Braun was born in Fulda, Germany, and educated at the University of Marburg and received a Ph.D. from the University of Berlin in 1872. In 1874 he discovered that a point-contact semiconductor rectifies alternating current. He became director of the Physical Institute and professor of physics at the University of Strasbourg in 1895. In 1897 he built the first cathode-ray tube oscilloscope. CRT technology is only now, over a century later, gradually being replaced by flat screen technologies (such as LCD, LED and Plasma) on television sets and computer monitors. The CRT is still called the "Braun tube" (Braunsche Röhre) in German-speaking countries (and in Japan: Buraun-kan).

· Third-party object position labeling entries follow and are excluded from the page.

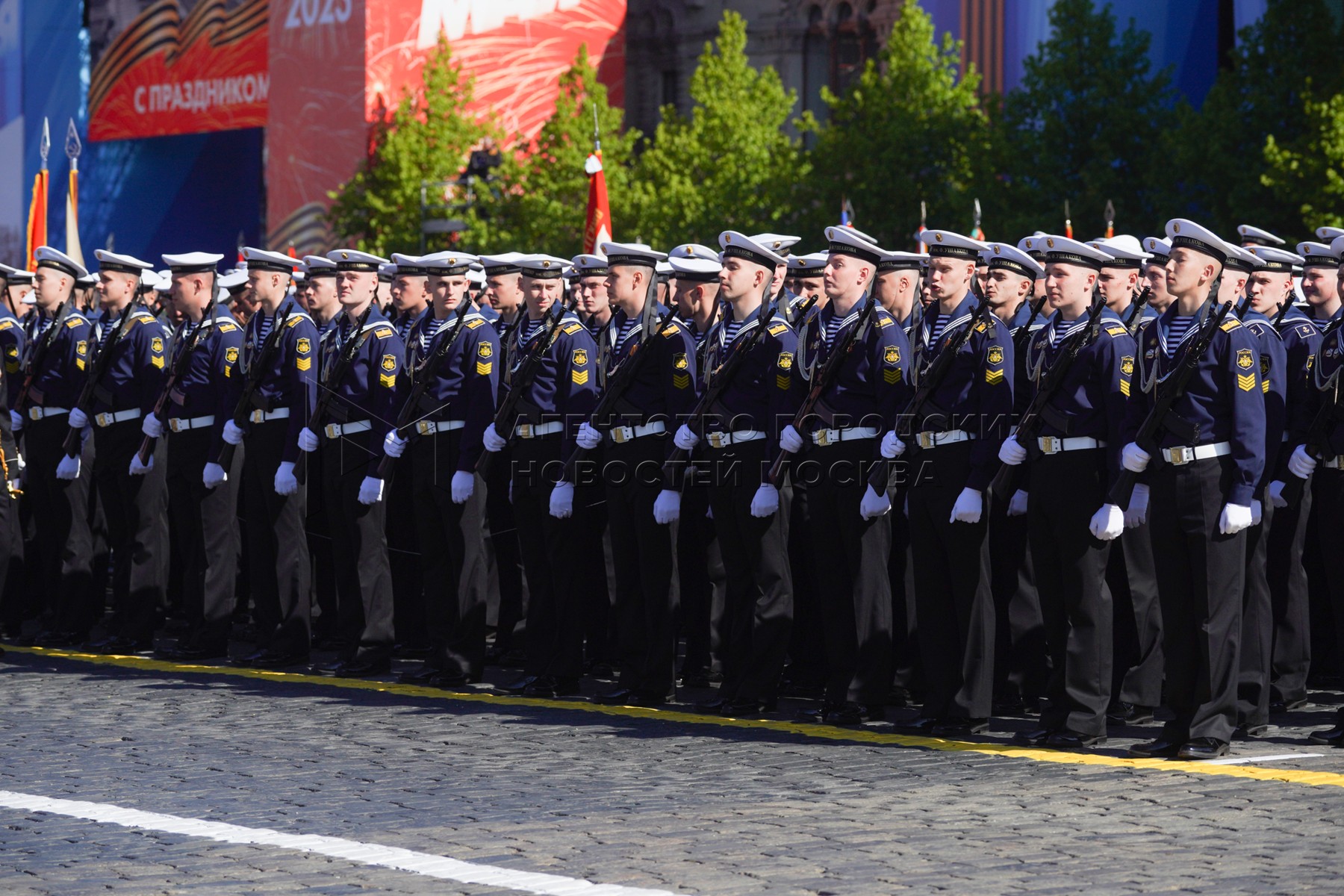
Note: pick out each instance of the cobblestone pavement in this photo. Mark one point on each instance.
(636, 798)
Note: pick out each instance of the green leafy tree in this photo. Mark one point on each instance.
(542, 198)
(729, 164)
(1260, 97)
(1088, 124)
(907, 129)
(429, 137)
(1308, 171)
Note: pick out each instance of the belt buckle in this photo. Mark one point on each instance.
(1179, 455)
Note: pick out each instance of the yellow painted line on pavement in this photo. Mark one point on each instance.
(813, 731)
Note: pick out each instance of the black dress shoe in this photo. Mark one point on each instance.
(921, 726)
(1203, 748)
(364, 667)
(1074, 741)
(1035, 738)
(277, 660)
(961, 727)
(1328, 736)
(517, 687)
(1156, 748)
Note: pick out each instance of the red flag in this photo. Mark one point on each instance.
(38, 217)
(597, 228)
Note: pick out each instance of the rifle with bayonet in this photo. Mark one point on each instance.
(423, 378)
(257, 370)
(505, 417)
(331, 379)
(1169, 391)
(100, 368)
(1033, 420)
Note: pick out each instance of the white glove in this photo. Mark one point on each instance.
(285, 481)
(968, 508)
(1011, 452)
(562, 500)
(69, 467)
(765, 501)
(588, 437)
(463, 485)
(1234, 519)
(394, 445)
(370, 491)
(1301, 464)
(1108, 523)
(892, 447)
(1137, 512)
(494, 441)
(1135, 458)
(213, 476)
(874, 504)
(667, 507)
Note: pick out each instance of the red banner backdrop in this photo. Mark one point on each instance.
(171, 74)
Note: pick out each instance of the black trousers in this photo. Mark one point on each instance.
(206, 521)
(504, 546)
(403, 555)
(549, 546)
(136, 508)
(359, 548)
(953, 597)
(452, 556)
(279, 567)
(60, 516)
(1290, 601)
(1137, 671)
(1201, 576)
(855, 601)
(1257, 645)
(1070, 567)
(759, 602)
(644, 554)
(1021, 660)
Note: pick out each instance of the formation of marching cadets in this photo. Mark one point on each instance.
(991, 479)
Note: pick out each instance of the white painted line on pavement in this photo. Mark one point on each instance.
(1239, 761)
(352, 850)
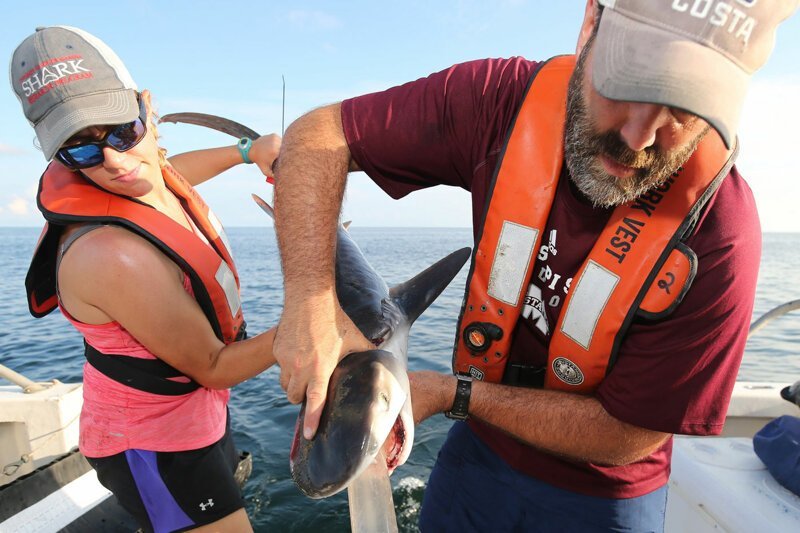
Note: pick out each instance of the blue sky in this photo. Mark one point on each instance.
(228, 58)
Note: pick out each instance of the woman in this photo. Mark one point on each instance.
(140, 266)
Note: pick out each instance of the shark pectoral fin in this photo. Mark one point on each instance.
(416, 294)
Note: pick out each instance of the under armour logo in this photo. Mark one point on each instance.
(209, 503)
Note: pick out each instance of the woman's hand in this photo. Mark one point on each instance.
(264, 152)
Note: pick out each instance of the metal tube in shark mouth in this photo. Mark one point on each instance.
(368, 408)
(370, 499)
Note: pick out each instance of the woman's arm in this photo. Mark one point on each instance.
(201, 165)
(113, 274)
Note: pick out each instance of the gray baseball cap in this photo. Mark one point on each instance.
(695, 55)
(66, 80)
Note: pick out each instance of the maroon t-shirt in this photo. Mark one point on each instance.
(674, 376)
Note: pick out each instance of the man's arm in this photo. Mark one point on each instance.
(314, 333)
(564, 424)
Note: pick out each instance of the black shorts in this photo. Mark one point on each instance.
(174, 491)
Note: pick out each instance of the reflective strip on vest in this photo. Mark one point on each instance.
(511, 258)
(227, 281)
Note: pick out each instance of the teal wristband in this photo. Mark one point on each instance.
(244, 145)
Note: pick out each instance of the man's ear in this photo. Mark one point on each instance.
(587, 26)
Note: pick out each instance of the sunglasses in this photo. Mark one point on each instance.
(121, 138)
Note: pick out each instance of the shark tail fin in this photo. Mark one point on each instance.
(416, 294)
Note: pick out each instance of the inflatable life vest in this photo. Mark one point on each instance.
(65, 197)
(638, 264)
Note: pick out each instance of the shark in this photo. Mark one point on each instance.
(366, 429)
(367, 414)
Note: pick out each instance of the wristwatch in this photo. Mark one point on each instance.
(460, 409)
(244, 145)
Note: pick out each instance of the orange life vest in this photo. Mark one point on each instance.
(637, 265)
(65, 197)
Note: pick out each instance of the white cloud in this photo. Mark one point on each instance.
(19, 206)
(767, 133)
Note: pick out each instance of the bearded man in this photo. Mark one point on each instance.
(615, 264)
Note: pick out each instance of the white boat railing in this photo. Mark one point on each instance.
(26, 384)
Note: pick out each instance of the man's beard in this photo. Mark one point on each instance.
(583, 145)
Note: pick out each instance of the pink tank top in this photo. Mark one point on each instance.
(116, 418)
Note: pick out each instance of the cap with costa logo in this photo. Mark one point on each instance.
(695, 55)
(67, 80)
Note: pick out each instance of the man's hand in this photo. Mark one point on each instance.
(431, 393)
(313, 336)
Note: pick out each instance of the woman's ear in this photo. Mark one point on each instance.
(145, 95)
(587, 26)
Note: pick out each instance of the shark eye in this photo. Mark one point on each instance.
(385, 399)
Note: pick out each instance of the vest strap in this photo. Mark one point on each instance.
(148, 375)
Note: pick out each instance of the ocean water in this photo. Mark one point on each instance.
(263, 420)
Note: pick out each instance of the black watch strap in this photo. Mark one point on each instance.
(460, 409)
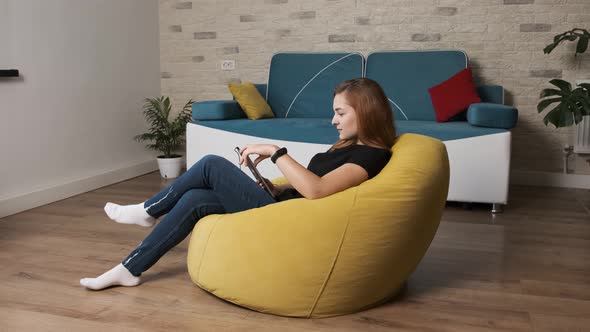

Braun in his laboratory During the development of radio, he also worked on wireless telegraphy. Around 1898, he invented a crystal diode rectifier or Cat's whisker diode. Guglielmo Marconi used Braun's patents (among others). Braun's British patent on tuning was used by Marconi in many of his tuning patents. Marconi would later admit to Braun himself that he had "borrowed" portions of Braun's work. In 1909 Braun shared the Nobel Prize for physics with Marconi for "contributions to the development of wireless telegraphy." Braun went to the United States at the beginning of World War I (before the U.S. had entered the war) to help defend the German wireless station at Sayville, New York, against attacks by the British-controlled Marconi Corporation. Braun died in his house in Brooklyn, New York, before the war ended in 1918.